今年は、季節はずれの大雨や高温で、家庭菜園は大きな被害を受けた。ナス、トマト、キュウリなど、菜園の「常連」は、生育不良や病害虫の被害も重なって、収穫できない状態がつづいていた。

しかし、ここへきて、高温ながらもなんとか回復してきて、あちこちの庭に、キュウリやミニトマトなどが目につくようになった。生命力の強さが、こうした自然環境の厳しさをのり越えたのだ。

しかし、その裏には、これらの野菜類をよく観察して手入れをし、肥料や水なども適切に施して育ててやった人間の力があずかっていることを、忘れてはならない。

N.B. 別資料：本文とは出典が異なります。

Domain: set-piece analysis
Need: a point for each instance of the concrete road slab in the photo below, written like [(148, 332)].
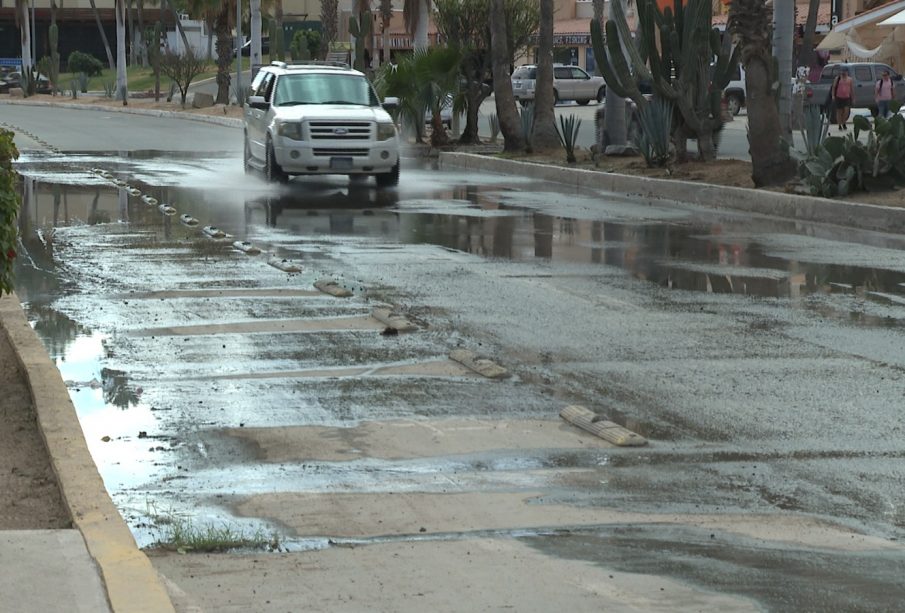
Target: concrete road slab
[(48, 570), (439, 576)]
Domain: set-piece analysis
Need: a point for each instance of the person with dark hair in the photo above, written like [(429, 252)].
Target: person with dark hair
[(842, 90), (883, 94)]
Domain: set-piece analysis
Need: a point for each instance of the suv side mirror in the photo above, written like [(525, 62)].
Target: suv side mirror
[(258, 102)]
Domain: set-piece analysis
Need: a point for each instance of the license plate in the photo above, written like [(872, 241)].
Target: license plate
[(341, 163)]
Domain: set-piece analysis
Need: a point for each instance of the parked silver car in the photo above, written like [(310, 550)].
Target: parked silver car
[(569, 83)]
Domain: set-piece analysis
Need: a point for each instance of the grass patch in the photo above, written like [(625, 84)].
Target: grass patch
[(184, 536)]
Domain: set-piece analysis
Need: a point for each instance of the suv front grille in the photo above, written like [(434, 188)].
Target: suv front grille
[(325, 152), (339, 130)]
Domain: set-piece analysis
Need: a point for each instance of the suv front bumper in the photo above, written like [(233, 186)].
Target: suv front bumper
[(325, 157)]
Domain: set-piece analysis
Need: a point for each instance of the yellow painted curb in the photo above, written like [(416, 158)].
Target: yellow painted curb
[(132, 583)]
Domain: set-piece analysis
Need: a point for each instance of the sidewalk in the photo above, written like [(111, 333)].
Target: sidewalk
[(96, 566)]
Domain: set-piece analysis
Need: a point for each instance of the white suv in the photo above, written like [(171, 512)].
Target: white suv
[(569, 83), (318, 118)]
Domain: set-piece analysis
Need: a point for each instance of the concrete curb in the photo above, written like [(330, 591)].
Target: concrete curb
[(223, 121), (132, 583), (777, 204)]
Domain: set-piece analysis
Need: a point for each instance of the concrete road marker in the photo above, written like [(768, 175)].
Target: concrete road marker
[(393, 320), (595, 424), (284, 265), (329, 286), (213, 232), (482, 366), (246, 247)]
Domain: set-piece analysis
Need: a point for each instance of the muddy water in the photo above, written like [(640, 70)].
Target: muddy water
[(130, 303)]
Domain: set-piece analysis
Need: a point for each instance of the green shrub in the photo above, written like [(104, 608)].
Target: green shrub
[(82, 62), (9, 210)]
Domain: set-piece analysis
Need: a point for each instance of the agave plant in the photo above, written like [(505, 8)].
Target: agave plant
[(654, 138), (568, 135)]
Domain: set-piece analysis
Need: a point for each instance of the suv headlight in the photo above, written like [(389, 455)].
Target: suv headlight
[(291, 130), (386, 130)]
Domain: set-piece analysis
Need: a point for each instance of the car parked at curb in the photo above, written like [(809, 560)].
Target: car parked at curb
[(319, 118), (569, 83)]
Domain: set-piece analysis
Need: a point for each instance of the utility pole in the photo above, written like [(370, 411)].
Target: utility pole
[(238, 52)]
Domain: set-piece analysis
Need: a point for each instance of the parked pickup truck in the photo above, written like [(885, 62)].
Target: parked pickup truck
[(864, 75)]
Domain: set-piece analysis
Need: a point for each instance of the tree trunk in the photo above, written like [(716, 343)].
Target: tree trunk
[(420, 38), (224, 52), (256, 56), (25, 39), (100, 27), (614, 119), (544, 136), (783, 37), (142, 45), (122, 87), (807, 42), (770, 162), (510, 124)]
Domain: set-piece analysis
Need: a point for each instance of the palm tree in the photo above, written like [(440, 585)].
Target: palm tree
[(223, 14), (386, 16), (416, 14), (100, 27), (749, 22), (122, 87), (330, 21), (510, 124), (543, 133), (24, 23)]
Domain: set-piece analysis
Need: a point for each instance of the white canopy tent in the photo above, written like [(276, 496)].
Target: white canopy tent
[(896, 20)]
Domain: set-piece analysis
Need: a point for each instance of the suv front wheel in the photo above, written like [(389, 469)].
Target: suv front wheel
[(272, 170), (389, 179)]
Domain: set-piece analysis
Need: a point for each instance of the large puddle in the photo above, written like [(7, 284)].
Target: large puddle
[(67, 202)]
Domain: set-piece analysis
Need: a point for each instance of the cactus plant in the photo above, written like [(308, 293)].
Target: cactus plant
[(54, 35), (674, 52), (568, 135), (360, 29)]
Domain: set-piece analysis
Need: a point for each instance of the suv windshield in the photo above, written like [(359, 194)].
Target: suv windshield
[(323, 88)]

さて、「教育」とは文字どおり、教えることと育てることの両方が大切なはずだが、最近の大学の状況を見ていると、教えることはできても“人間を育てる”ことがあまりできていないのではないか、と疑問を持つことも多い。

それは、大学の経営を重要視するあまり、多くの学生を獲得しなければという思いが強すぎて、入学後のフォローがいささか手薄になっているのではないか。


大学(学部)進学率が今年53.3%(浪人含む)になったことは、それだけ、高等教育を受ける人が増えたと喜ぶと同時に、大学は入学した学生を、有用な社会人として世に送り出すために、もっともっと“人間を育てる”ための環境づくりに、全力で取り組んでほしいと願っているのだが・・・


「家庭菜園から大学の現状」というテーマで、7回寄稿させていただいた。野菜も人間も、育て方次第で、その結果は大きく変わる。

これからは可能な限り、高等教育を見守り、そして、若い人たちの助けとなるように生きていきたい。

ご愛読、ありがとうございました。